Along with a greater understanding of the mechanism of earthquakes, by the late nineteenth century scientists were gaining more knowledge of how often and where they occurred, using increasingly sophisticated seismometers, instruments that could detect the shaking of the earth, often from far away.
By then, seismometers had been around in one form or another for more than 1,700 years. The earliest-known one was a Chinese invention from the second century. It consisted of a large bronze jar with dragon heads arrayed around it like the points of a compass, a bronze toad beneath each dragon and most likely some kind of pendulum inside. Each dragon held a ball in its mouth.
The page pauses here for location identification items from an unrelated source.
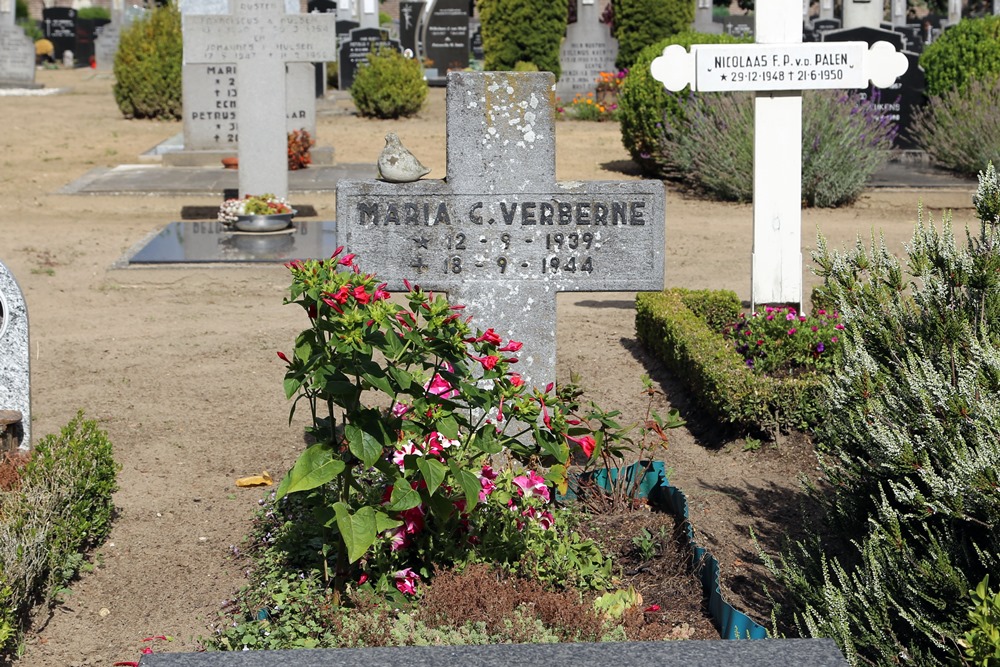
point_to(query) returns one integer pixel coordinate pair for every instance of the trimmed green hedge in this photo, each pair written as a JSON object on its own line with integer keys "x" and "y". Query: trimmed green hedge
{"x": 710, "y": 367}
{"x": 62, "y": 508}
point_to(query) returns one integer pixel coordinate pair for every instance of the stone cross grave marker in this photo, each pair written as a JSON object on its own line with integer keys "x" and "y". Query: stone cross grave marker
{"x": 500, "y": 234}
{"x": 261, "y": 38}
{"x": 15, "y": 387}
{"x": 778, "y": 67}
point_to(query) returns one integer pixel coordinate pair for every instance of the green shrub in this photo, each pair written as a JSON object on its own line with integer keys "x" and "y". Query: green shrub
{"x": 722, "y": 385}
{"x": 147, "y": 66}
{"x": 389, "y": 85}
{"x": 643, "y": 102}
{"x": 913, "y": 449}
{"x": 969, "y": 50}
{"x": 639, "y": 23}
{"x": 960, "y": 129}
{"x": 62, "y": 508}
{"x": 522, "y": 30}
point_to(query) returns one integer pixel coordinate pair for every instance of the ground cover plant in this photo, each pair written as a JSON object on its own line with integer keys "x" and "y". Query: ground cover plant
{"x": 55, "y": 505}
{"x": 429, "y": 455}
{"x": 910, "y": 450}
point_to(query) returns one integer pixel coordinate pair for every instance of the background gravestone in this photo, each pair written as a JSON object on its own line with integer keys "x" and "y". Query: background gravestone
{"x": 17, "y": 54}
{"x": 355, "y": 51}
{"x": 902, "y": 99}
{"x": 59, "y": 27}
{"x": 15, "y": 377}
{"x": 446, "y": 39}
{"x": 588, "y": 50}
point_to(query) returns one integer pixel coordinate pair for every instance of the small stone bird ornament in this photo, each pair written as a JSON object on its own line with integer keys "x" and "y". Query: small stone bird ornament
{"x": 398, "y": 165}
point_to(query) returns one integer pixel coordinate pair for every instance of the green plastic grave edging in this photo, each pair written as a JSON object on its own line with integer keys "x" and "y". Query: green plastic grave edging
{"x": 731, "y": 623}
Shaking from a certain direction would cause the ball from one dragon to drop into the mouth of the accompanying toad.
In Europe, seismometers were first developed in the eighteenth century, with great improvements coming after the Calabrian earthquakes of 1783. In addition to direction, these instruments could give some idea of the power of a quake. But it wasn’t until near the end of the nineteenth century that scientists developed reliable instruments that could measure ground motion over time—what are now called seismographs. The pioneering work on these instruments was done by British scientists working and teaching in Japan.
With a seismograph providing a time frame, it was now possible to determine, more or less accurately, the point of origin of an earthquake—its epicenter—by comparing the arrival times and directions of seismic waves. Scientists now located earthquakes in all sorts of places—in isolated mountain ranges, or deep under the sea. Throughout the first half of the twentieth century, as instruments became even more sensitive and more broadly distributed around the world, and as communications and data processing improved, seismologists were able to compile lists of thousands upon thousands of earthquakes, including data about their strengths and locations.
By the 1940s, several things became apparent. First, scientists noticed that the frequency of earthquakes is related to their size—that is, powerful earthquakes are rare, and weak earthquakes happen all the time. We now know that on average there is about one “mega” quake per year, w
hile there are perhaps one hundred thousand quakes that are just strong enough to be felt by someone not too far away, and more than a million that are below the limits of perception of most people.
But of more immediate interest to the scientists who were becoming convinced that the continents moved—that Alfred Wegener was right, though he may have had the details wrong—was what seismologists learned about the geographic distribution of earthquakes. When quake epicenters were plotted on a map of the earth, several earthquake belts became apparent. Some of them were in the middle of the oceans—one ran north to south in the middle of the Atlantic, and another through the eastern Pacific. This correlated perfectly with the midocean ridges that scientists at Lamont Geological Laboratory had mapped using depth-finder data, beginning in the late 1940s.
But the largest number of earthquakes ran around the rim of the Pacific Ocean, from Alaska southward along the western coasts of North, Central and South America and then northward through Oceania, Asia and Siberia. This was the same belt that was teeming with mountains and volcanoes. It was now clear that whatever was making those geographic features was also responsible for the earthquakes. Scientists still hadn’t yet figured out what “whatever” was, but by the 1950s they were getting tantalizingly close.